Essa ideia de comparar o caso com o de M. L Rodrigues não tem razão de ser por manifesta dissemelhança!
Deve ler-se
“Mas qual a razão pela qual Teodora Cardoso não se demarcou de imediato e recolocou o seu discurso nos termos e contextos adequados a uma análise objetiva(!)? “
Borda d’água, a manifesta dissemelhança aqui está na tua tentativa de desviar a discussão para outra questão, a da crítica política a Teodora Cardoso. Ora, a respeito dessa dimensão, abro o texto a remeter para Louçã, ficando esse assunto arrumado. O resto do que escrevo é sobre a deturpação das declarações de uma pessoa que, concorde-se ou discorde-se do que diz publicamente, merece ser intelectualmente respeitada. A gozação que se fez a partir da imagem de que ela tinha mesmo querido usar a palavra milagre para atacar os resultados do Governo foi grave só porque envolveu o primeiro-ministro e o Presidente da República.

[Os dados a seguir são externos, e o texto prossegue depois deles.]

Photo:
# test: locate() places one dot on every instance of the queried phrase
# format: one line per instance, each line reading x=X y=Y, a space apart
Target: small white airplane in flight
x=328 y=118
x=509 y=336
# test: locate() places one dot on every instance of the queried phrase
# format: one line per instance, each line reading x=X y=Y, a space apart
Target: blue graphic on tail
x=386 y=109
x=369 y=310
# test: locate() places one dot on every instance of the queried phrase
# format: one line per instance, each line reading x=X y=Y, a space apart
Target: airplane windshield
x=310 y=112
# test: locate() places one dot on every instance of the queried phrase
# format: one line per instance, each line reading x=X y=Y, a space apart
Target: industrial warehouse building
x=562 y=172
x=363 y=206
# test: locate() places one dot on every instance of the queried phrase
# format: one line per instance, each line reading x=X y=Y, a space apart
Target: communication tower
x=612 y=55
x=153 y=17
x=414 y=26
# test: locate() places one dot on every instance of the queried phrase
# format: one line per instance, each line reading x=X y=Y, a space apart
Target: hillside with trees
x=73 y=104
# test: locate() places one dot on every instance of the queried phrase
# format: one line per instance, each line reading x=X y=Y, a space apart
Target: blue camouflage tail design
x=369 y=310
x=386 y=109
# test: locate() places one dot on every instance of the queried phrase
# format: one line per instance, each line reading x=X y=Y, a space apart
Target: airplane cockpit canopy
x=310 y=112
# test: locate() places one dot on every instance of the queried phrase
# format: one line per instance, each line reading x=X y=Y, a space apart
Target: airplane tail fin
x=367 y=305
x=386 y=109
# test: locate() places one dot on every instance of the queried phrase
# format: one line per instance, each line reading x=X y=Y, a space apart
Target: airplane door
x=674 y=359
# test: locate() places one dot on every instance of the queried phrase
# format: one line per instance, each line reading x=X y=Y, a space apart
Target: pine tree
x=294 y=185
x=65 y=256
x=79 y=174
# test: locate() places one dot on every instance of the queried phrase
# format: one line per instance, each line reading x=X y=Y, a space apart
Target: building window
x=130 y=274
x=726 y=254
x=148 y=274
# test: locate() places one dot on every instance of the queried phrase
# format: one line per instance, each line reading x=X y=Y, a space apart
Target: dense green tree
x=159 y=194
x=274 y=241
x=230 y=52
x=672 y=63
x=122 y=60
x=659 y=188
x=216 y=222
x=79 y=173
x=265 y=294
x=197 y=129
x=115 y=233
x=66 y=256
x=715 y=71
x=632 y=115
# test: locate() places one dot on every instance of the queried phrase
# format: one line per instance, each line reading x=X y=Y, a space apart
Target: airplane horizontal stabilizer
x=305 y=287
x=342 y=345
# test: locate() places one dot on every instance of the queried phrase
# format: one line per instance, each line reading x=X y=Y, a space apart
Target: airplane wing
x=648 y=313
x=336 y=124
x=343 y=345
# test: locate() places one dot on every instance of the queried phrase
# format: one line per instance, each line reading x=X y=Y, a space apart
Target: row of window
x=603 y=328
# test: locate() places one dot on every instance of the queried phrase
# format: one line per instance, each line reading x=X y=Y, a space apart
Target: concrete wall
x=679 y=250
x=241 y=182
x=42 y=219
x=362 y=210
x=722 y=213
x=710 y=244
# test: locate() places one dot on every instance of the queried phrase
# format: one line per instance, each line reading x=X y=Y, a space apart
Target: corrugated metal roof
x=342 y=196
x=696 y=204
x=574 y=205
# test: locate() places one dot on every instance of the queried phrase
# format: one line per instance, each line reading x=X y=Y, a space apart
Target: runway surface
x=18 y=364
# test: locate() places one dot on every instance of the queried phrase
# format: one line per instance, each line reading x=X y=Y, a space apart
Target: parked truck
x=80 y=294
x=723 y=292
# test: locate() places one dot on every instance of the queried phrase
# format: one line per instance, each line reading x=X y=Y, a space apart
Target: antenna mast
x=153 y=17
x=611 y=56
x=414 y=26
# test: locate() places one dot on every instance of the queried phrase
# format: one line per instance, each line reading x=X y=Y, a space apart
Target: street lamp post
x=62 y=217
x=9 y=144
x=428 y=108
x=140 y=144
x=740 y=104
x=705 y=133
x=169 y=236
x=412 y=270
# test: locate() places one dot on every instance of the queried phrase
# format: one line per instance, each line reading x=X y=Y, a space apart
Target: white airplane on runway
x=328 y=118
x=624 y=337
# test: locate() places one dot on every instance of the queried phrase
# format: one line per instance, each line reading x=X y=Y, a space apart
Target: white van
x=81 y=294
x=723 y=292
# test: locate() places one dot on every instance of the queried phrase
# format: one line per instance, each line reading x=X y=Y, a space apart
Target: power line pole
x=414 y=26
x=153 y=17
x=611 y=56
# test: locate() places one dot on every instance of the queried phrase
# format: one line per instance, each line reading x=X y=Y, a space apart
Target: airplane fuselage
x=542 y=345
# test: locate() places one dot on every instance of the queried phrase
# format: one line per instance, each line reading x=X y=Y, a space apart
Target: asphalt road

É neste plano que constato uma pulhice, pois se está a usar algo falso para denegrir o nome, o prestígio e, portanto, a autoridade do alvo.
mas, quer dizer, qual é o problema de se usar a imagem, a metáfora expressiva, seja ela qual for, na política? a política não é uma actividade orientada para o bem comum? – e não é este um bem de e para gentes? e não são as gentes que sonham e choram e riem? e não são, então, as metáforas que tocam os corações e os cérebros das gentes? então que se fodam! aqueles que não querem nem festas nem milagres na política.
A política não é uma actividade orientada para o bem comum?
Não.
é sim, soistrampa. e se estais desacreditado, meu bem, já que estará em ti o defeito, necessitais de terapia – montes de massagens de invertida cidadania. :-)
Não; aliás, “eu e os políticos” bem o demonstram….
Se foi uma cavalgadura destas a “negociar” a nossa adesão à então CEE (e até à EFTA!), começo finalmente a perceber melhor todo o realíssimo engano em que tem vivido a minha geração nos últimos trinta anos, pelo menos!
Mas nunca é tarde para abrirmos os olhos.